The film culminates with a failed unionization campaign, defeated with a combination of carrot and stick, but mostly stick. Managers brazenly fire union supporters and brag about it on camera. Mandatory anti-union presentations cow the majority into submission. In the end, more than 65 percent of workers vote against the union. The “no” vote is driven by younger workers who, like their counterparts in China, have little memory of anything but privation. “These young people got scared,” says Shawnea. “Them LRI people scared the shit out of ‘em, that’s all.”1 Wong, a veteran Chinese furnace worker whom the film follows through his budding friendships with Americans, recalls a Chinese saying. “One mountain cannot hold two tigers,” he remarks drily.
The film’s promotional material emphasizes a clash of cultures that supposedly constitutes the major obstacle to a mutually beneficial relationship between the Chinese firm and its American employees. In a short feature that accompanies the film, Barack and Michelle Obama, whose Higher Ground Productions picked American Factory as its first project, posit “storytelling” as an alchemical solvent through which contradictions can be transcended.

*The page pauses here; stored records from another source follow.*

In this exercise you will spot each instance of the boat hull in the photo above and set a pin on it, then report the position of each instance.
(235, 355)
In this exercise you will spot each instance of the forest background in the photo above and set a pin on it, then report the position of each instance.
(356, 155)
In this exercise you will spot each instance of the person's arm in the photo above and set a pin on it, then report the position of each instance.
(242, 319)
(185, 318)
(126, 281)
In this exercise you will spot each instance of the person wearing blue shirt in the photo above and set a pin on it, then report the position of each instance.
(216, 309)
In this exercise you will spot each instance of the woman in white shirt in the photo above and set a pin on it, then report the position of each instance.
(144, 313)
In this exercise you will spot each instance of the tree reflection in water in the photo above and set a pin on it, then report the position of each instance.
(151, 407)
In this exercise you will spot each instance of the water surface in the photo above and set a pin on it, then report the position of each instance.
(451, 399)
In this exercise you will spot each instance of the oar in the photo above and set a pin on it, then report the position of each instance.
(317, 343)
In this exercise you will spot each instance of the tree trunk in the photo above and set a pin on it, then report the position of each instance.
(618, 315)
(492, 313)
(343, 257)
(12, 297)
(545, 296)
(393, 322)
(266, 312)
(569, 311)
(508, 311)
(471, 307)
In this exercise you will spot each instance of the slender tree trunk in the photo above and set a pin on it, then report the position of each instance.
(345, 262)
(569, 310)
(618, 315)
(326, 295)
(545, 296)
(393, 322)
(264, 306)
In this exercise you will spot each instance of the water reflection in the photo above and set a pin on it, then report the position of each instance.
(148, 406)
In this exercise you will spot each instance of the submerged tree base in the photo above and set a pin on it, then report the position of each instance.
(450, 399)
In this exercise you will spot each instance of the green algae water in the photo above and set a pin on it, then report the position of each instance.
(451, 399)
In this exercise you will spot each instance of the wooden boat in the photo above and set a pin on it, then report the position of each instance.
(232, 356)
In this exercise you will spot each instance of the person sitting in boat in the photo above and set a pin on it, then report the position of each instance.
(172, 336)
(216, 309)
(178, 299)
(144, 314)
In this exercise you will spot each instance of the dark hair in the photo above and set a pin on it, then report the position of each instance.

The raw data of the film, on the other hand, communicates something much different. The major clash in American Factory is not between American and Chinese, but between workers and managers. “Culture” is a poor stand-in for power, leverage, and exploitation, the real subjects of this film, which know no national boundary. As Bong Joon-ho, the director of Parasite, the best film about capitalism released last year, observed in a recent interview:
At first, I was amazed by the response because I really thought that this film was just full of Korean details, and the actors—their performances were full of very Korean nuances. I kind of worried whether international audiences would be able to sympathize with this story. But ever since we screened the film at Cannes, it seemed that people reacted very similarly to the smallest details—even I didn’t quite understand why. … I think maybe there is no borderline between countries now because we all live in the same country—it’s called capitalism. I think that’s the reason.2
Similarly, a Chinese filmgoer, writing on Weibo, the country’s version of Twitter, captured the essence of American Factory better than its own producers: “Chinese people have given Americans a lesson on what capitalism is like.”3
Endnotes
1. LRI stands for Labor Relations Institute, the anti-union consulting firm hired by Fuyao to intimidate its workers.
2. “Bong Joon-ho on Parasite,” The Black List, October 11, 2019, https://blog.blcklst.com/the-black-list-interview-bong-joon-ho-on-parasite-5fd0cb0baa12.
3. Viola Zhou, “‘American Factory’ stirs mixed feelings in China over working conditions and culture,” South China Morning Post, August 27, 2019.